Total mortgage origination activity among the nation's thrifts fell by 20 percent during the first quarter while troubled assets continued their rapid ascent, the Office of Thrift Supervision said Tuesday afternoon
Mortgage originations, including multifamily and nonresidential mortgages, were $133.7 billion in the first quarter, down 21 percent from $169.2 billion in the first quarter a year ago and down 20 percent from $166.6 billion in the prior quarter.

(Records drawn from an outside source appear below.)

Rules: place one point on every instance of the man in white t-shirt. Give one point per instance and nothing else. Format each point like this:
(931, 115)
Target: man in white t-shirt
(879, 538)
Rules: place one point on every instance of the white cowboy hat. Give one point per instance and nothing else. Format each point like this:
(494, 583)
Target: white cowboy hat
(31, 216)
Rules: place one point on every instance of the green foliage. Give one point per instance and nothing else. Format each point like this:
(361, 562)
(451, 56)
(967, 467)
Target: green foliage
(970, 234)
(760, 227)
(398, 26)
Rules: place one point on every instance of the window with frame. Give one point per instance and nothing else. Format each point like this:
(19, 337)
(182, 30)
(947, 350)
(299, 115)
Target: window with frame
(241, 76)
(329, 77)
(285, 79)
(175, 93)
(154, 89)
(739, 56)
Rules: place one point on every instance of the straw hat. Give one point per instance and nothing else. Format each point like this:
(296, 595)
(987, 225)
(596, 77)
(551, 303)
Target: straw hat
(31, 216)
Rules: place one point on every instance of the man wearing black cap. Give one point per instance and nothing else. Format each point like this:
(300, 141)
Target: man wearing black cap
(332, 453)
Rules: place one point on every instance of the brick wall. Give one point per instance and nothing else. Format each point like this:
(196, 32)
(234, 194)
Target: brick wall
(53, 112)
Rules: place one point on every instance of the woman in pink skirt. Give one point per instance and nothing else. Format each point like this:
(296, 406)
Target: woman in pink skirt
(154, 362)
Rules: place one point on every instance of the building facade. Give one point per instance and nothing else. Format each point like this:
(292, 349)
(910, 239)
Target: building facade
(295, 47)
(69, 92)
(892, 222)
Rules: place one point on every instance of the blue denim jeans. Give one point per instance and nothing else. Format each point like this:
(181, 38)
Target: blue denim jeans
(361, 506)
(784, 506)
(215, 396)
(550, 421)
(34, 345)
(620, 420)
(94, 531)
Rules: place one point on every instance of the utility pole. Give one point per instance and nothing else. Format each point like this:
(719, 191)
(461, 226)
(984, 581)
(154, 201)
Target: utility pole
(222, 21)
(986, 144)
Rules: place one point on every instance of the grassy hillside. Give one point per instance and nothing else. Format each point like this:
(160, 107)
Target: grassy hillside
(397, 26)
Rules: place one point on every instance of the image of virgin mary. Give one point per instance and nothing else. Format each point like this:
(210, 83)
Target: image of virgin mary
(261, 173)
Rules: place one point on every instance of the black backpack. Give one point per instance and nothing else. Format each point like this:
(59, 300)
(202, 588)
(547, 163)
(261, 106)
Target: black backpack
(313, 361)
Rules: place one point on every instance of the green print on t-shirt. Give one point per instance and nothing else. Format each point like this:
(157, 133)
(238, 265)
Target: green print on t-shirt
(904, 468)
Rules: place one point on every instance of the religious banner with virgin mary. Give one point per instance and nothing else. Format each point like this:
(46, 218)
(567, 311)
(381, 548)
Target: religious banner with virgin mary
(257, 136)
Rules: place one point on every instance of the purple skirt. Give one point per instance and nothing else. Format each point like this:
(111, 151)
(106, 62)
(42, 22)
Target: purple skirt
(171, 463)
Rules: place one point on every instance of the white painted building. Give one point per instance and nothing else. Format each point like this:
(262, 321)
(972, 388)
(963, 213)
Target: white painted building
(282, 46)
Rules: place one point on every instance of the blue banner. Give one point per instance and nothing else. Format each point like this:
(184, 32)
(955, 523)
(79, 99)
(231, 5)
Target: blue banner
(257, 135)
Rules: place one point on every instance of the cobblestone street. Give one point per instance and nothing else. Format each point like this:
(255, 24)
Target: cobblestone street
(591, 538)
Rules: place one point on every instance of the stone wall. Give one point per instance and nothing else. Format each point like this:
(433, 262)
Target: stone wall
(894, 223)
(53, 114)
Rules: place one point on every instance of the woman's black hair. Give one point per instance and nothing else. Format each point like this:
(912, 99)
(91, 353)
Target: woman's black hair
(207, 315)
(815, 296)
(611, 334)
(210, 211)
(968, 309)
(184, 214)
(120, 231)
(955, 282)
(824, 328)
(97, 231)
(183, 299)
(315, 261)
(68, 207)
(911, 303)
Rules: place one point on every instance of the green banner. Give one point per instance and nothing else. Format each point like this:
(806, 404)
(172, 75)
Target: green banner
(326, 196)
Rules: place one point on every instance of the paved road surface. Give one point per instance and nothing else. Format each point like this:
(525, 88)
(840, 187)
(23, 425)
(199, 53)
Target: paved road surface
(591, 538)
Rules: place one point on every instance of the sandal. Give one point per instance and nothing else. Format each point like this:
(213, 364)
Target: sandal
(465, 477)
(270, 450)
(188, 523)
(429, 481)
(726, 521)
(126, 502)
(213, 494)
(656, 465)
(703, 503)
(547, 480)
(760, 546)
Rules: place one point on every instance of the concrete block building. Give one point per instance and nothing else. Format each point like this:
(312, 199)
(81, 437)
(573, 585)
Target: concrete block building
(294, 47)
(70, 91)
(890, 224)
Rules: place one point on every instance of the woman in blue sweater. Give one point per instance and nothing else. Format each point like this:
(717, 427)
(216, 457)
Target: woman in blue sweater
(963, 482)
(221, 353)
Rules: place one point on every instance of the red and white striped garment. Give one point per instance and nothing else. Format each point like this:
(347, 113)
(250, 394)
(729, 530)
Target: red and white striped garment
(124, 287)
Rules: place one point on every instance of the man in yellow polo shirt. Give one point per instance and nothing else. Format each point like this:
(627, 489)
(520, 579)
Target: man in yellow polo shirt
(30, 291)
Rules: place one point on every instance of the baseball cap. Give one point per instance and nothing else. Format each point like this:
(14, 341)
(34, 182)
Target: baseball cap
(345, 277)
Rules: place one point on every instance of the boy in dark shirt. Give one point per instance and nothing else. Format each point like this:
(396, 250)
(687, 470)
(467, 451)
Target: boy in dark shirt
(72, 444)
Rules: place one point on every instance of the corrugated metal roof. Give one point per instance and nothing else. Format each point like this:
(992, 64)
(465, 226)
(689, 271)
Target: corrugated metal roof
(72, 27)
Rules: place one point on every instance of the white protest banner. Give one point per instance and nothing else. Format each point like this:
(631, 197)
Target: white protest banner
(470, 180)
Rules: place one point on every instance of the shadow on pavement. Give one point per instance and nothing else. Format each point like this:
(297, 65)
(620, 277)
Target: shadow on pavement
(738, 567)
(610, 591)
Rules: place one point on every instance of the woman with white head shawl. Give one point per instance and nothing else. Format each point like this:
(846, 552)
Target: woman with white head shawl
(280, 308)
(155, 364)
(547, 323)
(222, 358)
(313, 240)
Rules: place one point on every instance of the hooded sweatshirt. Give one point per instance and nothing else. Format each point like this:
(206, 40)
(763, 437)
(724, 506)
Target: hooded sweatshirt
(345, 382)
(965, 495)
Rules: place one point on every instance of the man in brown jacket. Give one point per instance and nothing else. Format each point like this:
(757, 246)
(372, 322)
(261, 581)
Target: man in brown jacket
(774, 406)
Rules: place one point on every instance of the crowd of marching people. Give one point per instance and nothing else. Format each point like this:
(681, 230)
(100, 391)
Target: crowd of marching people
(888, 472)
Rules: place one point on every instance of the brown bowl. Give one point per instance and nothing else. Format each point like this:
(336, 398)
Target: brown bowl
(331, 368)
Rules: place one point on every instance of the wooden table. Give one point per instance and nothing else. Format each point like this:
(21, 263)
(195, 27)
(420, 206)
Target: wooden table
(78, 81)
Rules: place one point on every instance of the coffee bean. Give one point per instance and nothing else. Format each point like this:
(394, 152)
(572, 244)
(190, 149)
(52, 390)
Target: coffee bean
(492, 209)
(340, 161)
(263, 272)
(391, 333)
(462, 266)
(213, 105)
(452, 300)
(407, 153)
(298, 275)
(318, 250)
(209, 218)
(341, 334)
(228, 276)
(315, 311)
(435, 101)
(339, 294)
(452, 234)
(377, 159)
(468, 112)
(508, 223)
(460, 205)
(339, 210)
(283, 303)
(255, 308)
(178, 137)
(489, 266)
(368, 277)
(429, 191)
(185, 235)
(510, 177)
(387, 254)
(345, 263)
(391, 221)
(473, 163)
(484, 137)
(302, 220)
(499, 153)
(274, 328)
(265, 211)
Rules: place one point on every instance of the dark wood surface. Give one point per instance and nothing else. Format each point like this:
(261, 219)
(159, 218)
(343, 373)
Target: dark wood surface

Concurrent with a drop in loan production, most of the nation's thrifts absorbed continued hits to earnings as the number of bad loans on their books kept its upward pressure. The OTS said that the nation’s thrift industry posted a $617 million loss during the first quarter of 2008 after setting aside record provisions for loan losses during the quarter; the first quarter loss contrasts to an $8.75 billion loss industry-wide during the fourth quarter of 2007, but is well below the $3.61 billion in earnings thrifts posted one year ago.
"I have been urging managers of OTS-regulated thrift institutions to be aggressive in setting aside provisions for expected loan losses," said OTS Director John Reich. "This forceful response to the housing market crisis continues to depress industry earnings, but it also strengthens institutions to withstand future challenges."
Thrifts have set aside a total of $16.6 billion in loan loss provisions over the most recent three quarters. First quarter loan loss provisions were an all-time industry high of $7.6 billion, up from $5.5 billion in the previous quarter and $3.5 billion in the third quarter 2007, the OTS said. One year ago, provisions were $1.2 billion.
Asset quality remains problematic
The increase in reserves appears to be needed, with delinquencies for most loan types higher both on a linked-quarter and annual basis: non-performing assets rose 40 basis points within one quarter
to 2.06 percent of industry assets, the OTS said. First quarter's total is nearly three times the NPA levels recorded one year ago, reflecting the level of distress in the nation's mortgage market.
The number of repossessions (most REO) on thrifts' books also skyrocketed during the quarter, up from 0.10 percent one year ago to 0.27 percent of assets and the end of the first quarter.
Distressed assets -- specifically, those likely to end up non-performing -- also rose, signaling more rough times ahead. Severe delinquencies on single-family mortgages mortgages over 90 days in arrears rose by an astounding 182 basis points year-over-year, to 2.85 percent of all residential mortgages; that number was 50 basis points higher than in the fourth quarter, the OTS said.